Why do I need to get 10,000 steps a day?

Benefits of daily exercise

The idea of getting 10,000 steps a day has become very popular as a benchmark for daily step count, but how important is it? 

We have all heard the recommendations to increase our daily step count and reach that magic number. Take the stairs instead of the elevator. Park your car at the far end of the lot, or get off the bus a couple of blocks before work or home and walk. Stand up and walk around for a few minutes every hour (as many smartwatches remind us to do!). Does this movement actually burn calories, and is it doing you any good, even when you don’t crack a sweat?

As it turns out, the 10,000 step measurement is somewhat arbitrary. The number actually came from a Japanese pedometer created in 1965 named Manpo-kei, which translates to “10,000 steps meter”. Over the succeeding years, that magic number seems to have become ingrained in health and fitness circles as the default to nudge people towards being more active throughout the day by aiming for this magical step count. Yes, it works sometimes, but do we need to get caught up on the numbers?

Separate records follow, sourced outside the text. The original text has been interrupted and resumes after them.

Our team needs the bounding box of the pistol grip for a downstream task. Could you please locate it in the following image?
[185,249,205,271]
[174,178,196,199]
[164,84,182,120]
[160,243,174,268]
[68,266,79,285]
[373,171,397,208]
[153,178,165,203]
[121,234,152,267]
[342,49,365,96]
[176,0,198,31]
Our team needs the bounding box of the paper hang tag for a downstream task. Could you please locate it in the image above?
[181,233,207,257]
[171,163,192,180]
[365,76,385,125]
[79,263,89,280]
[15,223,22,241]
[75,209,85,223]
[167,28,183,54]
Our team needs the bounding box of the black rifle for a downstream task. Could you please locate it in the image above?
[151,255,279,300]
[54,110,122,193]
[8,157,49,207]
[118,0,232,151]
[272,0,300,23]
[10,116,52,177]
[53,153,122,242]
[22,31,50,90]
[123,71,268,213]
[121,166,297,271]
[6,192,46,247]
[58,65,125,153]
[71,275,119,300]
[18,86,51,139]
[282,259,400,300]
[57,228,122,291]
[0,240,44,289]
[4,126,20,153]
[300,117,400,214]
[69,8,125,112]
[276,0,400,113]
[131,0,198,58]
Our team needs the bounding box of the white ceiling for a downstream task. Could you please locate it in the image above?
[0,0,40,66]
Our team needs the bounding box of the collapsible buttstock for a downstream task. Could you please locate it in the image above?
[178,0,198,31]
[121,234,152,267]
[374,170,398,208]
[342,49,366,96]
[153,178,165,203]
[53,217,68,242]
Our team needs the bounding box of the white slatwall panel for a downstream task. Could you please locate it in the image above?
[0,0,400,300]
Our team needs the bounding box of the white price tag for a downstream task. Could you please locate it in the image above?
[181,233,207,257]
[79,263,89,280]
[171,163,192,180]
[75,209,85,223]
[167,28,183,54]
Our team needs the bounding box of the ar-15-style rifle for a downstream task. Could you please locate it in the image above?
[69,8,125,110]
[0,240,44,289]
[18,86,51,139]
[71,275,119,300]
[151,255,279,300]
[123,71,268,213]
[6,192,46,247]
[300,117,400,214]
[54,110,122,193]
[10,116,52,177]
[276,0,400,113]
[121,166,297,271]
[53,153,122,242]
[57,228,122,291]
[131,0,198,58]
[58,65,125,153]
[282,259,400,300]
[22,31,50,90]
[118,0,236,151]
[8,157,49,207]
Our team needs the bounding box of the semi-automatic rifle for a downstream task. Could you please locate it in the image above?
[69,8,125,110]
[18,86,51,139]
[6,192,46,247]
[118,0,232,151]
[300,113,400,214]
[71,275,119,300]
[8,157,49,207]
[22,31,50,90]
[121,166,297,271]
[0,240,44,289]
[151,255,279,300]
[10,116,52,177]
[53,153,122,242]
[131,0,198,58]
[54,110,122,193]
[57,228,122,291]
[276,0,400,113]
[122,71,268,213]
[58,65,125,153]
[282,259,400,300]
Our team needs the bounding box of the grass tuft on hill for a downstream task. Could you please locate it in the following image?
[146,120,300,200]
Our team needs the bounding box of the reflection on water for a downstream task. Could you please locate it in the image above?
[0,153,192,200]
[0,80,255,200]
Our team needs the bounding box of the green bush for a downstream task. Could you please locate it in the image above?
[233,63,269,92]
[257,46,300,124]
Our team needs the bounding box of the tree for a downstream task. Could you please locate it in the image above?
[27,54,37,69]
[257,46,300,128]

Answer: Only if it is an achievable, sustainable goal. Instead of striving for some 50-plus-year-old benchmark, my advice is to find ways to move every day that suit your body and your life. 

Forget the 10,000 step goal if that is not sustainable for you, and set your own goal that will help keep you on your toes (literally).

Whether your goal is a 10,000 daily step count or 5,000, or not counting steps at all, regular movement throughout the day in some form is important. Let’s uncover why by delving first into metabolic health.

Our metabolism, or metabolic rate, is essentially the sum of all chemical reactions in the body, most of which turn food into usable energy (measured in kilojoules or calories) for our body to use in every cell. Metabolic rate varies according to your age, weight, gender, body composition, illness, environmental considerations, hormones and many, many other little tweaks here and there that slightly alter the amount and speed of energy turnover. To further complicate this idea, your metabolic rate varies as your body, activity, energy intake or health changes – sometimes daily.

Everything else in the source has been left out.